Gray landed in Boston via an offseason trade that sent right-hander Richard Fitts and minor league lefty Brandon Clarke to St. Louis. That swap saw a rebuilding Cardinals club working to boost its farm system and trim payroll to a win-now Red Sox club looking to build out its rotation. Months later, it’s the Cardinals who are in contention and the Sox who find themselves weighing a possible reset. The Cards are seven games over .500 and currently in possession of a National League Wild Card spot.
Though Boston has struggled this season, Gray’s performance hasn’t been a contributing factor. He missed two weeks with a hamstring strain he suffered in late April but has been sharp when on the mound. The 2023 American League Cy Young runner-up boasts a 3.12 ERA in 69 1/3 innings.

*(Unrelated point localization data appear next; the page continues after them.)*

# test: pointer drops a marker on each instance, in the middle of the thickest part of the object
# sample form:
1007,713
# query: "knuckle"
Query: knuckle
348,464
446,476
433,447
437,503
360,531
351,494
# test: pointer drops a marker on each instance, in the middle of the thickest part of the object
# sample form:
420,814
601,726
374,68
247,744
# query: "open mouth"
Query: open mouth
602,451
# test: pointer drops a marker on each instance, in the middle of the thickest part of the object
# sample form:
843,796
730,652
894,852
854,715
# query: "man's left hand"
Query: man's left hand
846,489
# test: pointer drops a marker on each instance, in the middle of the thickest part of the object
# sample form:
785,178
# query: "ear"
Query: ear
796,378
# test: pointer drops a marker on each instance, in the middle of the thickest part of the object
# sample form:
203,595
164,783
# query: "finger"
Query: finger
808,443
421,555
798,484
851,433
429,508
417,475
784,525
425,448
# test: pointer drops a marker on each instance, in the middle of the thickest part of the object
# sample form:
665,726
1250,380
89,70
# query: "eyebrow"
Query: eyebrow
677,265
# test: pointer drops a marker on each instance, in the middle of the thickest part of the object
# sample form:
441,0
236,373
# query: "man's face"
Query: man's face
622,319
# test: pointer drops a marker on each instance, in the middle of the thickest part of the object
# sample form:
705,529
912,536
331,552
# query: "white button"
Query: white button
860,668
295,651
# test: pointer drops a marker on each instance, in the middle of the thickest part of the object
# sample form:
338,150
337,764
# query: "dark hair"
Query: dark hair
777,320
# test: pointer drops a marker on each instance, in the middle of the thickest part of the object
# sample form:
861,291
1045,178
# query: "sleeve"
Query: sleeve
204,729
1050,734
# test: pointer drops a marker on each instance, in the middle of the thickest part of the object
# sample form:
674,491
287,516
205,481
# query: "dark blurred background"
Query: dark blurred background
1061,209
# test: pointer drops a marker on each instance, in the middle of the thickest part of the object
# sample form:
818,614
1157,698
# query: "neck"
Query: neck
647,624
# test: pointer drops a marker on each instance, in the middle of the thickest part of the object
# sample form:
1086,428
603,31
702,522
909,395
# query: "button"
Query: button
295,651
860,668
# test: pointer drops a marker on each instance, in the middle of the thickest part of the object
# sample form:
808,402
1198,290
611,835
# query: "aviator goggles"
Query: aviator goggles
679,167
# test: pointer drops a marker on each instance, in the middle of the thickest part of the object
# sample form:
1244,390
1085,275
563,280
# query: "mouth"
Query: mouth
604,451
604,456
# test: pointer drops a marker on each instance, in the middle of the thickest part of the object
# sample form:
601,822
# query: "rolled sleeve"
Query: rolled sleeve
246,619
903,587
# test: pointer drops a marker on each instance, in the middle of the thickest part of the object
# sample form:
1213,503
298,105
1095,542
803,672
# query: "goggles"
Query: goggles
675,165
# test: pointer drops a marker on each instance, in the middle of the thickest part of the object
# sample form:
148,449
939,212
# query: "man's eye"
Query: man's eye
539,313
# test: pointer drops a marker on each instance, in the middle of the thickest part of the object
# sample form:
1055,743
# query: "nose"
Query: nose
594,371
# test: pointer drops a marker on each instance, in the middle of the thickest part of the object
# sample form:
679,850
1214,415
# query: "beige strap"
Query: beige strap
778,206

Gray has fanned a career-low 19.4% of his opponents but is sporting a terrific 6% walk rate — the sort of plus command that we’ve come to expect from him over the years. Gray has never been a flamethrower, but he’s living in the 91-93 mph range this season (91.8 mph average four-seamer, 92.3 mph average sinker), which is down more than a mile per hour from his peak velocity. His 9.1% swinging-strike rate is nearly two percentage points shy of league average and a full three percentage points shy of last year’s 12.1% mark, so it doesn’t seem there’s a huge rebound in punchouts on the horizon. Gray has produced his highest ground-ball rate since 2020 (48.1%) however, and opponents aren’t making all that much hard contact against him.
When Gray was traded from St. Louis to Boston, he restructured his contract such that it paid him a $31MM salary this season with a $10MM buyout on a $30MM mutual option for the 2027 season. The Cards kicked in $20MM to cover roughly half of that one-year commitment. That $20MM presumably went toward his 2026 salary, meaning a new team would owe the prorated portion of the remaining $11MM in salary plus the $10MM buyout on that mutual option. The Red Sox, of course, could include cash in any deal to offset some of the expenditure for a trade partner.

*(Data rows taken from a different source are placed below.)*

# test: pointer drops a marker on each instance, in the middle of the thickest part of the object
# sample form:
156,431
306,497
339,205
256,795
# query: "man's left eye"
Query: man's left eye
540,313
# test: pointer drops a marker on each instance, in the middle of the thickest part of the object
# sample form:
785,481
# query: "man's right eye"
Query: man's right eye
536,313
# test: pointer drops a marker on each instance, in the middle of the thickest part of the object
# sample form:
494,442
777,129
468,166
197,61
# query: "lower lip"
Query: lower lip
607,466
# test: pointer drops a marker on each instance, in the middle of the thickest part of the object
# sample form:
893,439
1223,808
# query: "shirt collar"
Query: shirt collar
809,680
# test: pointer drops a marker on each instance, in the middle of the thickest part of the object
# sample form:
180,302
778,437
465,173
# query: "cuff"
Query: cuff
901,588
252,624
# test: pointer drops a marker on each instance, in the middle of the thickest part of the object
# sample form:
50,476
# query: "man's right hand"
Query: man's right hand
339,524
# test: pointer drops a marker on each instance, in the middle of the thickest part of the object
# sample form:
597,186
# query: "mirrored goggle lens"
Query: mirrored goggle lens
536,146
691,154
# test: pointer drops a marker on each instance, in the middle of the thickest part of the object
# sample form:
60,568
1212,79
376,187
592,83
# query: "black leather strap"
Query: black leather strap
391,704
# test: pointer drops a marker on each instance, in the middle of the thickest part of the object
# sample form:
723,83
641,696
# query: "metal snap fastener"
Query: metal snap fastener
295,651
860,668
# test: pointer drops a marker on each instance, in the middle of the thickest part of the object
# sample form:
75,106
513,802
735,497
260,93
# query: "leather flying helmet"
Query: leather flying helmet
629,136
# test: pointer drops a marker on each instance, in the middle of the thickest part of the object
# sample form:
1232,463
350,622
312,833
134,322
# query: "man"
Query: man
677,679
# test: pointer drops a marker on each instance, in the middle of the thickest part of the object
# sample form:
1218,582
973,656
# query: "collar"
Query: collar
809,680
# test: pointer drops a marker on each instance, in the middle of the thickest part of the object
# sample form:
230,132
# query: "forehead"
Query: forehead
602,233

It bears emphasizing that the mutual option won’t be viewed by any acquiring teams as a possible extension of club control. It’s been 12 years since a mutual option was exercised in MLB by both parties (Brewers, Aramis Ramirez in 2014). Mutual options are more or less accounting measures, effectively functioning as small-scale deferrals by kicking a portion of a player’s guaranteed salary for one season onto the following year’s books in the form of an option buyout. Generally speaking, if a player performs well enough for the team to exercise its end of an option, that player has likely performed well enough to turn down his end of the option in search of a larger deal on the open market. Conversely, if the player is exercising his end of an option, it’s because he doesn’t he feel he can top that option value in free agency (whether due to injury or poor performance), thus leading the team to decline its end.

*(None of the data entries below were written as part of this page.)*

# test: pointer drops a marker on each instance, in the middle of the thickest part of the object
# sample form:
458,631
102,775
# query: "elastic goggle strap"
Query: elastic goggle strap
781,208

All of that is to pointed out to underscore the fact that opposing teams will view Gray as a pure rental. The Sox should have plenty of motivation to trade him if they can’t turn the ship around. Gray rejected a qualifying offer from the Twins following his terrific 2023 season, and players are only eligible for one QO in their career. As such, the Red Sox won’t receive any compensation for his departure in free agency if they hold him until season’s end.
Gray, along with teammate Aroldis Chapman, would be one of the more interesting arms on the summer trade market. Low-payroll clubs might balk at the hefty $10MM buyout on Gray’s 2027 option, but as noted, the Sox could pay some or all of that down. A larger-payroll club in need of rotation help (e.g. Phillies, Braves) might be more willing to take on that large buyout and pay a slightly lesser prospect cost.
For now, Boston’s focus presumably remains on trying to salvage a massively disappointing season. They’ve reportedly been looking to add a right-handed bat this month, so a shift to selling off veteran pieces hasn’t yet taken hold. The remainder of the team’s second-half schedule is a mixed bag. They just won two of three in Seattle and now head to Coors Field for three games against MLB’s worst club. They also still have three games against the AL’s worst club (the Angels) and three against a similarly disappointing Mets team remaining on their first-half schedule. On the tougher end of the spectrum, the Sox still have three series against winning clubs on the docket before the Midsummer Classsic: three games against the Nationals, three against the White Sox and four against the archrival Yankees.